Des lignes, des coupures, et des couleurs appartenant au cercle chromatique secondaire. Pures et pétantes. Le tout dans une géométrie sévère mais espiègle, toujours en mouvement malgré la stabilité des figures grattées sur la toile. Pendant deux jours à l’Arthaus de Beyrouth, les deux séries de Missak Terzian dénaturent les dimensions du temps et de l’espace, et questionnent les composantes d’une vie. L’escapade débute dans les hauteurs du Mont Sannine à Kfardebian. Sur les neuf toiles de cette série fermée, les blocs rocailleux toujours vêtus d’un habit noir s’alignent horizontalement ou verticalement, se bousculent parfois, comme éternellement suspendus au bord d’une chute qui n’adviendra jamais.
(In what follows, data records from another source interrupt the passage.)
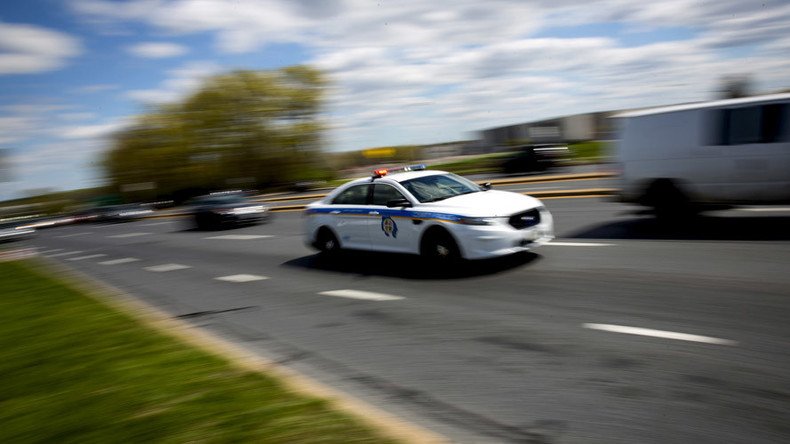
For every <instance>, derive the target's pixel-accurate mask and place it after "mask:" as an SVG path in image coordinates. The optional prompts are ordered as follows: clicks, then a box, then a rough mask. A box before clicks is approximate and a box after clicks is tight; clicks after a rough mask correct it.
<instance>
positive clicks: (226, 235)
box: [203, 234, 274, 240]
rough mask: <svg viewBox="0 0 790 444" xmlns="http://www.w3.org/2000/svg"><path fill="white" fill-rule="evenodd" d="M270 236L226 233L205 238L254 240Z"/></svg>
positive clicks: (261, 238) (206, 238)
mask: <svg viewBox="0 0 790 444" xmlns="http://www.w3.org/2000/svg"><path fill="white" fill-rule="evenodd" d="M269 237H274V236H270V235H267V234H225V235H222V236H210V237H204V238H203V239H222V240H252V239H266V238H269Z"/></svg>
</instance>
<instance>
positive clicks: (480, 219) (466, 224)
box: [458, 217, 497, 225]
mask: <svg viewBox="0 0 790 444" xmlns="http://www.w3.org/2000/svg"><path fill="white" fill-rule="evenodd" d="M458 222H459V223H461V224H463V225H495V224H496V222H497V221H496V218H493V217H462V218H461V219H459V220H458Z"/></svg>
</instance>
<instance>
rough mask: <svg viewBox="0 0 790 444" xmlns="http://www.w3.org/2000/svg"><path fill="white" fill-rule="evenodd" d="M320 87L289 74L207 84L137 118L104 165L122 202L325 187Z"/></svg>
mask: <svg viewBox="0 0 790 444" xmlns="http://www.w3.org/2000/svg"><path fill="white" fill-rule="evenodd" d="M325 88H326V81H325V80H324V77H323V75H322V73H321V72H320V71H317V70H315V69H313V68H310V67H307V66H294V67H288V68H283V69H279V70H275V71H235V72H231V73H227V74H221V75H217V76H215V77H212V78H210V79H208V80H207V81H206V82H205V83H204V84H203V85H202V87H201V88H199V89H198V90H197V91H196V92H194V93H193V94H192V95H190V96H188V97H186V98H185V99H184V100H183V101H181V102H179V103H175V104H171V105H168V106H163V107H160V108H158V109H155V110H153V111H152V112H150V113H147V114H145V115H142V116H139V117H138V118H137V120H136V122H135V124H134V125H133V126H132V127H131V128H129V129H127V130H125V131H123V132H121V133H119V134H117V135H116V137H115V139H114V146H113V148H112V149H111V150H110V151H109V152H108V153H107V156H106V158H105V160H104V164H103V166H104V168H105V171H106V173H107V175H108V177H109V179H110V181H111V183H112V187H113V188H114V190H115V191H116V192H118V193H122V194H124V195H125V196H126V197H127V199H129V200H145V199H152V198H159V199H161V198H175V199H176V200H183V199H184V198H187V197H190V196H193V195H196V194H201V193H205V192H207V191H212V190H219V189H227V188H259V189H260V188H268V187H276V186H283V185H287V184H291V183H294V182H297V181H301V180H312V179H328V178H330V176H331V173H330V172H329V169H328V168H327V167H326V166H325V162H324V161H323V153H322V150H321V148H322V146H321V145H322V144H321V142H322V138H321V135H322V130H323V127H322V124H321V120H320V115H321V110H322V99H323V93H324V91H325Z"/></svg>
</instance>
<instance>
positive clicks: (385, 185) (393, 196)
mask: <svg viewBox="0 0 790 444" xmlns="http://www.w3.org/2000/svg"><path fill="white" fill-rule="evenodd" d="M395 199H405V197H404V196H403V194H401V192H400V191H398V190H397V189H396V188H395V187H393V186H391V185H386V184H383V183H378V184H376V185H374V186H373V205H387V202H389V201H391V200H395Z"/></svg>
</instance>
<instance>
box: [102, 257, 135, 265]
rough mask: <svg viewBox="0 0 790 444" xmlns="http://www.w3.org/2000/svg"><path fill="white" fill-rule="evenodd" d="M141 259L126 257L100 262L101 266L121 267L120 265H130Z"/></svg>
mask: <svg viewBox="0 0 790 444" xmlns="http://www.w3.org/2000/svg"><path fill="white" fill-rule="evenodd" d="M139 260H140V259H137V258H136V257H124V258H121V259H113V260H109V261H104V262H99V263H100V264H101V265H119V264H128V263H129V262H137V261H139Z"/></svg>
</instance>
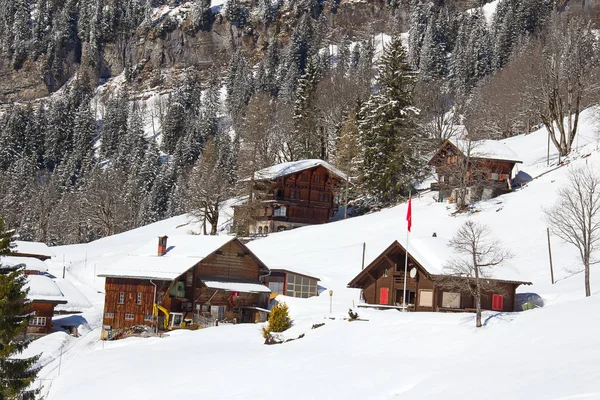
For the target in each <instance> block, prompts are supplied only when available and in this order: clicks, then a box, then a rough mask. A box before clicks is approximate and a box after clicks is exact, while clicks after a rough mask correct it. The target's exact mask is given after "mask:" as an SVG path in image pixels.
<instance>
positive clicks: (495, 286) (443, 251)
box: [348, 237, 531, 312]
mask: <svg viewBox="0 0 600 400" xmlns="http://www.w3.org/2000/svg"><path fill="white" fill-rule="evenodd" d="M413 242H414V244H413ZM409 248H410V250H409V253H408V268H407V271H408V277H407V281H406V304H407V307H408V309H410V310H413V311H474V308H475V302H474V298H473V297H472V296H471V295H470V294H469V293H464V292H461V289H460V287H463V286H462V285H458V284H457V287H452V286H449V285H448V279H447V278H448V275H447V274H446V273H444V270H443V265H444V264H445V262H446V260H448V259H449V257H451V253H450V252H449V250H448V246H447V241H446V240H444V239H442V238H436V237H433V238H427V239H419V240H412V239H411V241H410V247H409ZM413 248H414V250H413ZM405 256H406V251H405V249H404V247H403V246H402V245H401V244H400V243H399V242H398V241H394V242H393V243H392V244H391V245H390V246H389V247H388V248H387V249H386V250H385V251H384V252H383V253H381V254H380V255H379V257H377V258H376V259H375V260H374V261H373V262H371V263H370V264H369V265H368V266H367V267H366V268H365V269H364V270H362V271H361V272H360V273H359V274H358V275H357V276H356V277H355V278H354V279H352V281H351V282H350V283H349V284H348V287H351V288H358V289H362V296H363V298H364V300H365V302H366V303H367V304H370V305H373V306H376V307H381V308H399V309H401V308H402V303H403V301H402V295H403V292H404V290H403V289H404V279H405V277H404V264H405ZM505 273H506V274H507V275H513V274H515V271H513V270H507V271H505ZM497 274H498V275H500V274H502V270H501V269H500V267H498V271H497ZM454 279H465V280H469V278H467V277H464V278H458V277H452V280H454ZM486 281H488V282H489V281H492V282H493V283H495V285H493V286H494V287H495V291H494V292H484V293H483V295H482V299H481V307H482V309H484V310H495V311H507V312H509V311H514V304H515V292H516V289H517V287H518V286H519V285H531V282H523V281H519V280H510V279H502V278H501V277H496V276H494V277H493V279H491V278H490V279H487V278H486ZM455 282H456V281H455Z"/></svg>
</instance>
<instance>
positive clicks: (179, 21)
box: [0, 0, 408, 103]
mask: <svg viewBox="0 0 600 400" xmlns="http://www.w3.org/2000/svg"><path fill="white" fill-rule="evenodd" d="M162 7H167V6H162ZM251 10H252V8H251ZM187 11H188V9H187V3H184V4H183V5H181V6H179V7H177V8H173V9H171V11H164V10H163V11H162V14H161V15H160V16H159V17H157V18H156V19H155V20H154V21H153V23H152V24H151V26H148V25H140V26H139V27H138V28H137V30H136V31H135V32H134V33H131V34H123V35H119V36H117V38H116V39H114V40H112V41H110V42H107V43H103V44H102V45H101V46H100V48H99V49H98V50H96V49H94V51H92V50H90V46H89V45H88V44H87V43H85V42H83V43H78V44H77V46H76V48H75V49H73V50H71V51H70V52H69V53H68V55H67V56H66V57H65V61H64V62H63V63H62V65H60V66H59V68H57V67H56V66H55V67H54V69H53V72H54V73H50V71H49V69H50V68H51V67H49V66H47V62H46V59H45V57H44V56H40V57H39V58H38V59H36V60H34V61H32V60H29V59H28V60H27V61H26V62H25V63H24V65H23V66H22V67H21V68H20V69H14V68H13V67H12V65H11V64H10V63H9V62H5V63H2V64H0V102H2V103H9V102H20V101H30V100H35V99H39V98H43V97H45V96H48V95H50V94H51V93H53V92H55V91H56V90H58V89H60V88H61V87H62V86H63V85H64V84H65V83H66V82H68V80H69V79H71V78H72V77H73V76H74V75H75V74H76V73H78V72H79V73H80V74H86V75H87V76H88V77H89V78H90V80H91V83H92V84H100V83H102V82H104V81H106V80H107V79H110V78H112V77H115V76H117V75H119V74H121V73H123V71H124V70H125V69H126V68H128V69H129V70H130V72H131V74H130V78H131V79H130V82H131V83H133V86H134V90H135V89H136V88H137V89H139V90H143V89H144V88H145V87H148V86H154V84H155V83H157V82H159V81H163V82H174V81H175V82H176V81H177V79H164V78H165V76H164V75H165V74H172V71H178V70H181V69H182V68H184V67H186V66H195V67H196V68H197V69H198V70H200V71H201V72H202V71H206V70H208V69H210V68H213V67H216V68H217V69H219V70H221V71H222V69H223V68H224V66H226V65H227V63H228V61H229V59H230V57H231V54H232V52H233V51H234V49H236V48H239V47H241V48H242V49H243V51H244V52H245V53H246V54H247V55H249V56H250V58H251V59H254V60H258V59H260V58H261V57H262V54H263V51H264V50H265V49H266V46H267V43H268V42H269V40H270V38H272V37H277V38H278V39H279V40H280V41H282V43H285V42H286V41H287V40H288V38H289V35H290V34H291V32H292V30H293V26H294V18H293V16H291V15H289V14H287V15H286V14H284V15H282V16H281V18H279V19H278V21H277V22H276V23H274V24H272V25H270V26H269V27H267V28H265V26H264V25H262V23H260V22H259V21H257V20H256V19H257V18H255V16H254V14H252V12H251V17H250V20H249V21H248V23H247V24H246V26H245V27H244V28H242V29H240V28H238V27H236V26H235V25H232V24H231V23H229V22H228V21H227V20H226V19H225V18H224V17H223V16H222V14H221V13H220V12H219V10H218V9H217V10H215V11H216V14H215V16H214V21H213V23H212V24H211V27H210V29H209V30H206V31H199V32H191V30H190V29H189V26H188V25H189V24H188V21H187ZM328 11H329V12H325V13H324V14H323V15H324V16H325V17H324V18H326V25H327V32H326V37H328V38H330V39H331V40H332V41H338V40H339V39H340V38H341V37H342V36H343V35H348V36H349V37H351V38H358V39H362V38H365V37H367V35H369V34H375V33H379V32H390V31H392V30H393V29H398V28H400V29H404V30H407V29H408V25H407V21H408V14H407V9H403V8H400V9H399V10H398V11H397V13H396V14H397V15H396V16H393V15H392V13H391V12H390V10H389V9H388V8H387V6H386V2H385V0H369V1H366V0H358V1H357V0H344V1H341V2H340V4H339V6H338V8H337V10H336V11H335V12H330V10H328ZM56 71H58V73H57V72H56ZM161 75H163V76H162V78H161V77H160V76H161ZM167 78H169V77H167Z"/></svg>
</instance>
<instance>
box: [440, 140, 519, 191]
mask: <svg viewBox="0 0 600 400" xmlns="http://www.w3.org/2000/svg"><path fill="white" fill-rule="evenodd" d="M517 163H522V161H519V159H518V157H517V155H516V154H515V153H514V152H513V151H512V150H511V149H510V148H508V147H507V146H506V145H504V144H502V143H500V142H498V141H495V140H479V141H470V140H457V139H452V140H446V141H445V142H444V143H443V144H442V146H441V147H440V149H439V150H438V151H437V152H436V153H435V154H434V156H433V157H432V158H431V159H430V160H429V165H431V166H433V167H434V168H435V172H436V175H437V182H435V183H432V184H431V189H432V190H437V191H439V195H440V199H442V200H448V201H450V202H454V201H455V199H456V193H455V191H456V188H457V187H458V182H460V181H462V180H463V179H464V175H466V179H467V186H468V189H467V201H472V200H476V199H481V198H483V199H488V198H493V197H496V196H498V195H500V194H503V193H507V192H509V191H510V190H511V186H512V177H513V169H514V167H515V165H516V164H517ZM463 174H464V175H463Z"/></svg>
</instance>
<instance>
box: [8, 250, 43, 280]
mask: <svg viewBox="0 0 600 400" xmlns="http://www.w3.org/2000/svg"><path fill="white" fill-rule="evenodd" d="M0 265H2V267H0V268H9V267H10V268H23V269H24V270H25V275H41V274H45V273H47V272H48V265H46V263H45V262H43V261H41V260H40V259H39V258H33V257H22V256H15V253H11V255H10V256H2V257H0Z"/></svg>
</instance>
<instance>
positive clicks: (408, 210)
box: [406, 196, 412, 232]
mask: <svg viewBox="0 0 600 400" xmlns="http://www.w3.org/2000/svg"><path fill="white" fill-rule="evenodd" d="M411 200H412V196H409V197H408V210H407V211H406V222H408V231H409V232H410V228H411V227H412V210H411V208H412V207H411Z"/></svg>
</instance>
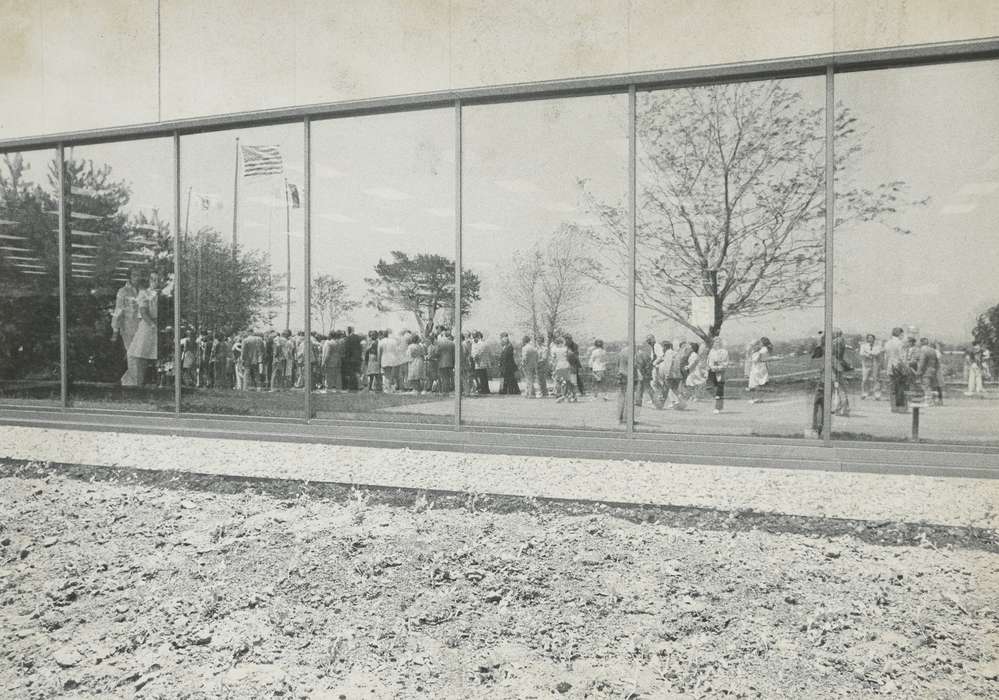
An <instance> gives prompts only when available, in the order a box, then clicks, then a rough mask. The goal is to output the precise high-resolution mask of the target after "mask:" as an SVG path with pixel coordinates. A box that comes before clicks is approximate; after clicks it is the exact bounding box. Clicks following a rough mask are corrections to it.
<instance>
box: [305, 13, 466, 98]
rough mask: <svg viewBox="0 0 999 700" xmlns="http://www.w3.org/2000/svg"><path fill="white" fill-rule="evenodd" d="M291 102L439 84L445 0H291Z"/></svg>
mask: <svg viewBox="0 0 999 700" xmlns="http://www.w3.org/2000/svg"><path fill="white" fill-rule="evenodd" d="M295 17H296V43H295V51H296V59H295V61H296V63H295V66H296V95H297V102H298V104H315V103H317V102H335V101H338V100H350V99H363V98H366V97H381V96H384V95H402V94H406V93H416V92H432V91H436V90H446V89H447V87H448V84H449V80H450V75H449V60H450V46H449V17H450V7H449V3H448V1H447V0H412V1H410V2H394V1H392V0H366V1H365V2H360V3H359V2H356V1H354V0H297V1H296V3H295Z"/></svg>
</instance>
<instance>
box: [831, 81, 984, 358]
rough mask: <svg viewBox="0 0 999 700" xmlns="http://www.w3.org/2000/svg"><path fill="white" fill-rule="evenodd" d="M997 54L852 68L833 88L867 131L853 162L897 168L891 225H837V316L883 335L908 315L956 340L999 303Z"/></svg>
mask: <svg viewBox="0 0 999 700" xmlns="http://www.w3.org/2000/svg"><path fill="white" fill-rule="evenodd" d="M997 85H999V61H990V62H980V63H969V64H961V65H946V66H932V67H922V68H907V69H899V70H892V71H880V72H871V73H850V74H847V75H843V76H840V77H839V78H837V83H836V94H837V98H838V99H840V100H842V101H843V103H844V104H846V105H847V106H849V107H850V108H851V109H852V110H853V111H854V112H855V113H856V115H857V116H859V117H861V118H862V119H863V122H864V125H865V127H866V131H867V135H866V136H865V138H864V142H863V143H864V152H863V153H862V155H861V159H860V162H859V164H858V167H857V168H856V170H855V172H856V173H857V175H858V177H863V178H864V180H866V181H869V182H881V181H891V180H896V179H901V180H905V181H906V182H907V183H908V185H909V192H910V193H911V197H912V198H914V199H916V198H923V197H927V196H929V197H930V202H929V203H928V205H927V206H924V207H917V208H910V209H909V210H907V211H905V212H904V213H903V214H902V215H901V216H900V217H899V224H900V225H901V226H903V227H904V228H907V229H910V230H911V231H912V233H911V235H900V234H898V233H894V232H892V231H890V230H886V229H885V228H884V227H881V226H876V225H856V226H851V227H844V228H843V229H842V230H839V231H837V237H836V239H835V240H836V277H835V283H836V297H835V305H834V311H835V317H836V323H837V324H838V325H841V326H843V328H844V329H845V330H847V331H856V332H866V331H868V330H870V331H871V332H874V333H877V334H880V335H882V336H885V335H887V334H888V332H889V330H890V328H891V327H892V326H895V325H902V326H910V325H913V326H916V327H918V328H919V329H920V332H921V333H923V334H926V335H928V336H931V337H936V338H940V339H942V340H944V341H948V340H950V341H953V342H966V341H967V340H968V339H969V338H970V336H971V329H972V327H973V326H974V323H975V319H976V318H977V316H978V314H980V313H981V312H982V311H984V310H985V309H986V308H988V307H989V306H992V305H994V304H997V303H999V273H997V270H999V238H997V237H999V92H997V91H996V86H997Z"/></svg>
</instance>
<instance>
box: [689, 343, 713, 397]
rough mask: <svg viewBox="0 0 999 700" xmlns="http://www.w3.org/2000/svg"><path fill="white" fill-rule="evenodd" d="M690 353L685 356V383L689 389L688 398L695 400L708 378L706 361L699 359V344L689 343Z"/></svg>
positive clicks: (699, 358)
mask: <svg viewBox="0 0 999 700" xmlns="http://www.w3.org/2000/svg"><path fill="white" fill-rule="evenodd" d="M690 349H691V353H690V356H689V357H688V358H687V379H686V380H685V382H684V383H685V384H686V385H687V387H688V388H689V389H690V394H691V396H690V400H691V401H697V400H698V399H699V398H700V396H701V387H703V386H704V383H705V382H706V381H707V379H708V374H707V370H706V369H705V365H706V364H707V363H706V362H703V361H702V360H701V346H700V345H699V344H698V343H691V344H690Z"/></svg>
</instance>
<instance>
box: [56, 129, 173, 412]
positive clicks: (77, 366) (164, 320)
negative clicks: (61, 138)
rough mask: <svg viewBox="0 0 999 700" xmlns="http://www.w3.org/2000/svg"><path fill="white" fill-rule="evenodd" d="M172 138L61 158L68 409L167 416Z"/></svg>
mask: <svg viewBox="0 0 999 700" xmlns="http://www.w3.org/2000/svg"><path fill="white" fill-rule="evenodd" d="M173 163H174V160H173V140H172V139H169V138H163V139H149V140H142V141H129V142H123V143H107V144H100V145H93V146H77V147H69V148H67V149H66V150H65V173H66V175H65V179H66V191H67V192H68V196H67V200H66V222H67V227H66V228H67V237H68V239H69V240H68V251H67V252H68V260H69V263H70V264H69V275H68V276H67V284H66V298H67V301H66V304H67V321H68V324H67V354H68V359H69V401H70V405H71V406H74V407H77V408H101V409H102V408H128V409H130V410H153V411H155V410H158V411H168V412H173V410H174V408H175V403H174V398H175V396H174V358H173V353H174V334H173V326H174V318H173V288H174V264H173V263H174V250H173V248H174V239H173V230H172V229H173V227H172V225H171V224H170V223H169V222H170V221H171V219H172V218H173V172H174V168H173Z"/></svg>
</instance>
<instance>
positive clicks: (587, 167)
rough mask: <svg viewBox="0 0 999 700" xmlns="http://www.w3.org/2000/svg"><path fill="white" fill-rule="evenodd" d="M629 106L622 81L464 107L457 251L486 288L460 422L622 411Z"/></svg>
mask: <svg viewBox="0 0 999 700" xmlns="http://www.w3.org/2000/svg"><path fill="white" fill-rule="evenodd" d="M627 114H628V101H627V97H626V96H624V95H613V96H600V97H584V98H573V99H562V100H546V101H537V102H526V103H517V104H500V105H485V106H475V107H468V108H466V109H464V110H463V126H462V133H463V151H462V159H463V160H462V172H463V183H462V191H463V206H462V213H463V222H462V262H463V265H464V268H465V273H467V274H473V275H475V280H476V281H477V282H478V285H477V291H478V293H479V296H480V297H481V299H478V300H476V301H475V303H474V304H472V306H471V308H470V315H469V317H468V320H467V322H466V323H465V325H464V332H463V334H462V335H463V338H462V344H463V348H464V351H463V353H462V355H463V357H466V358H469V361H468V362H466V363H463V365H462V385H463V388H464V396H463V399H462V401H463V403H462V419H463V421H464V422H466V423H479V424H494V425H495V424H501V425H530V426H560V427H574V428H609V429H617V428H619V427H620V426H621V425H622V423H623V421H622V420H621V415H620V408H621V406H623V402H622V401H620V395H621V394H620V392H619V386H620V384H621V382H620V379H621V378H624V375H623V374H621V375H620V376H619V367H618V365H619V364H620V360H621V359H622V358H623V357H625V356H624V355H623V354H622V350H623V348H624V346H625V345H626V342H627V329H628V314H627V302H626V296H623V295H624V294H625V293H626V290H625V289H624V287H621V286H615V285H613V284H607V281H608V280H609V279H622V278H626V277H627V236H626V231H624V232H623V233H622V231H623V229H622V228H621V227H622V226H623V224H624V218H623V215H622V214H620V212H621V211H622V210H621V207H622V206H623V204H624V201H625V197H626V193H627V188H628V171H627V167H628V150H627V149H628V138H627V134H628V131H627ZM622 235H624V238H623V239H621V238H620V236H622ZM604 237H610V238H612V239H615V240H617V241H618V242H620V241H622V240H623V241H624V249H623V250H622V249H621V247H620V246H618V245H613V244H612V245H604V244H603V243H602V239H603V238H604ZM526 399H540V400H534V401H528V400H526Z"/></svg>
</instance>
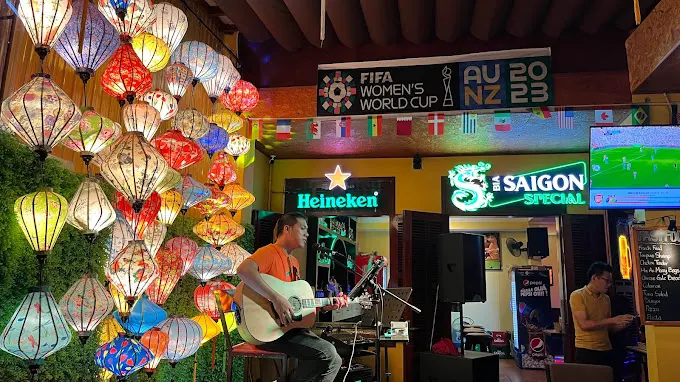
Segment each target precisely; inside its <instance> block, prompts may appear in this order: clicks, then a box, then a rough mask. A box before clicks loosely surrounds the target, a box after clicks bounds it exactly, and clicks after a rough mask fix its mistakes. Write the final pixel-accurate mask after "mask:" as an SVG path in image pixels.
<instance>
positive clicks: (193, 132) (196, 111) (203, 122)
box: [171, 109, 210, 139]
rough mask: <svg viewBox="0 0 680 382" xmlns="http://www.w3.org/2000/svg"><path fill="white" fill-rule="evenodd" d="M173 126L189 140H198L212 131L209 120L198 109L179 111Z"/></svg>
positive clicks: (186, 109)
mask: <svg viewBox="0 0 680 382" xmlns="http://www.w3.org/2000/svg"><path fill="white" fill-rule="evenodd" d="M171 126H172V128H173V129H174V130H179V131H181V132H182V134H183V135H184V136H185V137H187V138H189V139H198V138H200V137H202V136H204V135H206V134H208V130H209V129H210V126H209V124H208V119H207V118H206V117H204V116H203V114H201V113H200V112H199V111H198V110H196V109H186V110H180V111H178V112H177V115H175V118H173V119H172V121H171Z"/></svg>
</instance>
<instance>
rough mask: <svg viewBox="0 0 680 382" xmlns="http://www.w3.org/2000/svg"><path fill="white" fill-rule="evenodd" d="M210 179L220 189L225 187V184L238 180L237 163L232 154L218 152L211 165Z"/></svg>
mask: <svg viewBox="0 0 680 382" xmlns="http://www.w3.org/2000/svg"><path fill="white" fill-rule="evenodd" d="M208 179H209V180H210V181H211V182H213V183H215V184H216V185H217V187H219V188H220V189H224V186H226V185H227V184H229V183H232V182H235V181H236V179H237V173H236V165H235V163H234V159H233V158H232V157H231V155H229V154H227V153H226V152H219V153H217V157H215V160H214V161H213V163H212V164H211V165H210V170H209V171H208Z"/></svg>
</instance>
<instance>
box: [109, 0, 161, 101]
mask: <svg viewBox="0 0 680 382" xmlns="http://www.w3.org/2000/svg"><path fill="white" fill-rule="evenodd" d="M98 1H106V0H98ZM100 83H101V85H102V88H104V92H105V93H106V94H108V95H110V96H111V97H114V98H116V99H118V102H119V103H123V102H124V101H125V100H127V101H128V103H132V102H133V101H134V100H135V98H136V97H138V96H140V95H142V94H144V93H146V91H148V90H149V89H151V72H149V69H147V68H146V67H145V66H144V64H143V63H142V60H140V59H139V57H137V53H135V51H134V49H132V45H130V43H128V42H123V43H122V44H121V45H120V47H119V48H118V49H117V50H116V52H115V53H114V54H113V56H112V57H111V59H110V60H109V63H108V64H107V65H106V69H105V70H104V73H103V74H102V78H101V80H100Z"/></svg>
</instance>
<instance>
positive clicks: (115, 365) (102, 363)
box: [94, 333, 153, 378]
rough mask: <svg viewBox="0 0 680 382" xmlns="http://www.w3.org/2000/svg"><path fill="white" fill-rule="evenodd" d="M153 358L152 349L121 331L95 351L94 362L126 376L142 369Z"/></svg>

Ce mouvement jamais tombé dans l’oubli, c’est l’enfance de l’artiste arménien, celle passée dans ce coin du Liban dont il regrette le patrimoine. « Le point de départ est le souvenir de mon enfance, l’envie de redonner un coup de fraîcheur à notre pays qu’ils sont en train de tuer. Mais ces compositions finales ne sont autres que les étapes de la vie » avoue Terzian, les yeux rivés sur le numéro 7 de la série, tableau barré de tranches de couleurs, à l’instar de tous les autres. « Qu’est-ce que l’existence, sinon des images qui reviennent, trop longtemps logés dans nos subconscients ? ».
Emotions, saisons ou moments ; rouge, jaune ou bleu, l’analyse des œuvres restera abstraite, obéissant au style de l’artiste, auquel il n’est lui-même pas fidèle. En 52 ans de peinture, il divorce plusieurs fois avec les styles qu’il adule un moment. S’il épouse d’abord le figuratif classique, il flânera ensuite entre l’attirant réalisme et l’élégant expressionnisme, jusqu’à tomber dans les bras de l’abstraction, trompeuse.
Pour lui, il faut toute une vie pour aboutir à ce style qui séduit puis répudie. « Ce que vous voyez devant vous, ça a l’air de rien » admet-il. « Mais ca n’en est pas moins l’essence de quelque chose, et de quelque chose de tangible. On ne peut pas prétendre faire de l’abstraction à tout va ». S’il a bâti son parcours au gré des essais et des échecs, celui qui a participé à 140 expositions dans le monde entier est néanmoins né dans la couleur, à l’ombre de Léogravure, la maison de sélection de couleurs de son père, pour laquelle il était chromiste. Malgré l’estompement des toiles d’hier, la noirceur d’aujourd’hui, ou l’opacité de demain, Missak Terzian semble donc épouser mille fois la couleur, pour donner vie à des tableaux pétulants, tels que One Lebanese Lira (2018) ou Le temps suspendu (2014).